Reservation Policies Cannot Be In Place Indefinitely, According To The Supreme Court

The majority and minority views of three judges on the Constitution Bench agreed that the policy of racial discrimination in employment and education cannot last indefinitely.

Reservation policy needs to have a time limit, according to Justice Bela M. Trivedi, who contributed to the majority ruling. After 75 years of independence, Justice Trivedi stated, “We need to reconsider the reservation system in the wider interest of the community as a whole, as a step forward towards transformational constitutionalism.”

She emphasized that 80 years after the Constitution’s inception, the quotas for Scheduled Castes and Scheduled Tribes in the House of the People and in State Legislative Assemblies would end. As a result of the 104th Constitutional Amendment, the representation of Anglo-Indian communities in Parliament and Assemblies has already been discontinued as of January 25, 2020.

Justice Trivedi’s opinion on ending quotas under Articles 15 and 16 would also apply to EWS reservations, despite not being stated explicitly.

As part of the majority that supported the EWS quota, Fairness P.B. Pardiwala stated that reserve is not an end but a means – a means to promote social and economic justice. It should not be permitted for reservations to develop into vested interests. The real remedy, however, rests in eradicating the factors that have contributed to the social, educational, and economic underachievement of the community’s most vulnerable members.

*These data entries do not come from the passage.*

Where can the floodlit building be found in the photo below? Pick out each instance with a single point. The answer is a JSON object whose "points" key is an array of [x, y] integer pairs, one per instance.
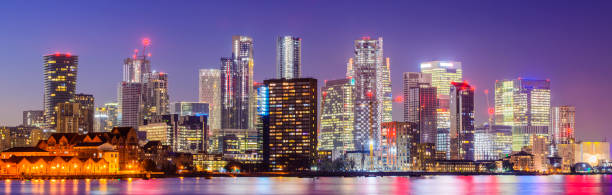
{"points": [[372, 92], [288, 57], [462, 121], [60, 76], [337, 116], [523, 104], [420, 104], [210, 93], [290, 127]]}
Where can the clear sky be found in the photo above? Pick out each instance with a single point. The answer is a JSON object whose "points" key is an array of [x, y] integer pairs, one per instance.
{"points": [[569, 43]]}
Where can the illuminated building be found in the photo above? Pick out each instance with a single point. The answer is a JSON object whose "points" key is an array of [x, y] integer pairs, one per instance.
{"points": [[106, 117], [398, 146], [372, 91], [34, 118], [189, 108], [130, 104], [237, 84], [420, 104], [523, 104], [210, 93], [182, 133], [60, 71], [87, 106], [155, 94], [462, 121], [68, 117], [288, 57], [442, 74], [337, 116], [290, 128], [562, 124], [593, 153]]}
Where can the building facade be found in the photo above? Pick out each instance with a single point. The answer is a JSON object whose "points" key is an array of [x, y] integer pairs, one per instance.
{"points": [[60, 77], [523, 104], [290, 128], [288, 57]]}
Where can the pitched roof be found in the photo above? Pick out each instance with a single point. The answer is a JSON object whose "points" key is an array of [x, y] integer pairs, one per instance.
{"points": [[25, 149]]}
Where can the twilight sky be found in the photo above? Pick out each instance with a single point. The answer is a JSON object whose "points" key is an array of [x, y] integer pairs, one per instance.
{"points": [[569, 43]]}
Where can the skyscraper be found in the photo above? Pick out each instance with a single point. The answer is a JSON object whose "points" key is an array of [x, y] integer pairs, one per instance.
{"points": [[288, 57], [372, 92], [130, 106], [87, 106], [462, 121], [563, 125], [523, 104], [60, 75], [337, 116], [34, 118], [420, 104], [290, 128], [155, 94], [210, 93], [237, 84], [442, 74]]}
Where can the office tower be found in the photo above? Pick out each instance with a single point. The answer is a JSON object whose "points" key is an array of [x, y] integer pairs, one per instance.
{"points": [[290, 128], [182, 133], [372, 92], [34, 118], [105, 117], [523, 104], [210, 93], [155, 94], [399, 144], [337, 116], [68, 116], [60, 75], [130, 106], [86, 101], [189, 108], [562, 124], [442, 74], [420, 104], [462, 121], [288, 57]]}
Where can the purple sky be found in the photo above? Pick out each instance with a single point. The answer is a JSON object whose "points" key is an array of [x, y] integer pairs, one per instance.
{"points": [[569, 43]]}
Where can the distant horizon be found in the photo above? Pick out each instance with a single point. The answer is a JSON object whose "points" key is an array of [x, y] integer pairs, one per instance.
{"points": [[566, 42]]}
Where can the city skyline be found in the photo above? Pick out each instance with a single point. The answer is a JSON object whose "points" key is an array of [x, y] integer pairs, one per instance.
{"points": [[405, 57]]}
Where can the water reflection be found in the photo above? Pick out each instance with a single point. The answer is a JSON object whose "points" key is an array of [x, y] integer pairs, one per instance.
{"points": [[558, 184]]}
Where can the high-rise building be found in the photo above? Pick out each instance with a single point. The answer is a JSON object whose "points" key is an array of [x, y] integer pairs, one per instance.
{"points": [[290, 126], [237, 85], [210, 93], [106, 117], [189, 108], [523, 104], [182, 133], [288, 57], [87, 106], [399, 145], [34, 118], [337, 116], [462, 121], [155, 94], [130, 104], [563, 124], [420, 104], [372, 92], [60, 75], [442, 74], [69, 116]]}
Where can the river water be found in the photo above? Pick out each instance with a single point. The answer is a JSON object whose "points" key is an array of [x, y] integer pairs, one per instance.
{"points": [[555, 184]]}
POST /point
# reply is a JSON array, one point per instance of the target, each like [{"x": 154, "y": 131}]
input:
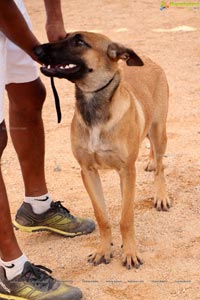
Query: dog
[{"x": 117, "y": 106}]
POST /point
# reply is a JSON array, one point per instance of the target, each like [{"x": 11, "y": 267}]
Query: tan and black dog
[{"x": 116, "y": 108}]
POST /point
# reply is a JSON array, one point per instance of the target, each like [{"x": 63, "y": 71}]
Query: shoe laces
[
  {"x": 36, "y": 274},
  {"x": 58, "y": 206}
]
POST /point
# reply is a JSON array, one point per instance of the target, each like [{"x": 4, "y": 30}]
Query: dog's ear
[{"x": 117, "y": 51}]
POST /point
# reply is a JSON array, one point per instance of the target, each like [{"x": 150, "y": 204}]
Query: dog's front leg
[
  {"x": 93, "y": 186},
  {"x": 127, "y": 180}
]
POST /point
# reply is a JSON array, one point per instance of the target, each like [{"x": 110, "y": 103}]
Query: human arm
[
  {"x": 14, "y": 26},
  {"x": 54, "y": 20}
]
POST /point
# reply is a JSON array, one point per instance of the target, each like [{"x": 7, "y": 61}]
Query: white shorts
[{"x": 15, "y": 65}]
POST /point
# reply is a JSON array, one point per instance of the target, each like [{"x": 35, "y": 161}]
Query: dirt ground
[{"x": 169, "y": 242}]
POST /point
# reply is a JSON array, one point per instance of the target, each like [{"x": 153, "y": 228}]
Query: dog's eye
[{"x": 79, "y": 42}]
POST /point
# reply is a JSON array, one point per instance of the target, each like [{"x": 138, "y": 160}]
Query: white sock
[
  {"x": 39, "y": 204},
  {"x": 14, "y": 267}
]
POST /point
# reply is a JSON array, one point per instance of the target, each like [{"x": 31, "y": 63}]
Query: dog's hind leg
[
  {"x": 127, "y": 179},
  {"x": 151, "y": 165},
  {"x": 158, "y": 137},
  {"x": 93, "y": 186}
]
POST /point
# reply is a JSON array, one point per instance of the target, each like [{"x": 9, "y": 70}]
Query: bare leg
[
  {"x": 27, "y": 132},
  {"x": 9, "y": 248}
]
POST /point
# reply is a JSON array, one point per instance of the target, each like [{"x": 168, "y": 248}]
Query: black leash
[{"x": 57, "y": 101}]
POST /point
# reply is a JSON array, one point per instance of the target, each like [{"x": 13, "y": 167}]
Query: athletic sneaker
[
  {"x": 35, "y": 283},
  {"x": 57, "y": 219}
]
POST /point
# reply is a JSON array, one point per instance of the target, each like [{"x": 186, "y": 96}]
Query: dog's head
[{"x": 84, "y": 57}]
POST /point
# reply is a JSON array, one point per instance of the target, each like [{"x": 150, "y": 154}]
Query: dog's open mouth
[{"x": 60, "y": 70}]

He said that longstanding progress and the expansion of education had significantly reduced the gap between the classes. Many members of the backward class achieve respectable levels of education and work. They ought to be taken out of the Backward categories so that assistance could be given to people who actually need it.

Justice S. Ravindra Bhat cited Baba Saheb Ambedkar’s remarks that reservations should be viewed as temporary and exceptional or else they would eat up the rule of equality in his minority opinion on the bench.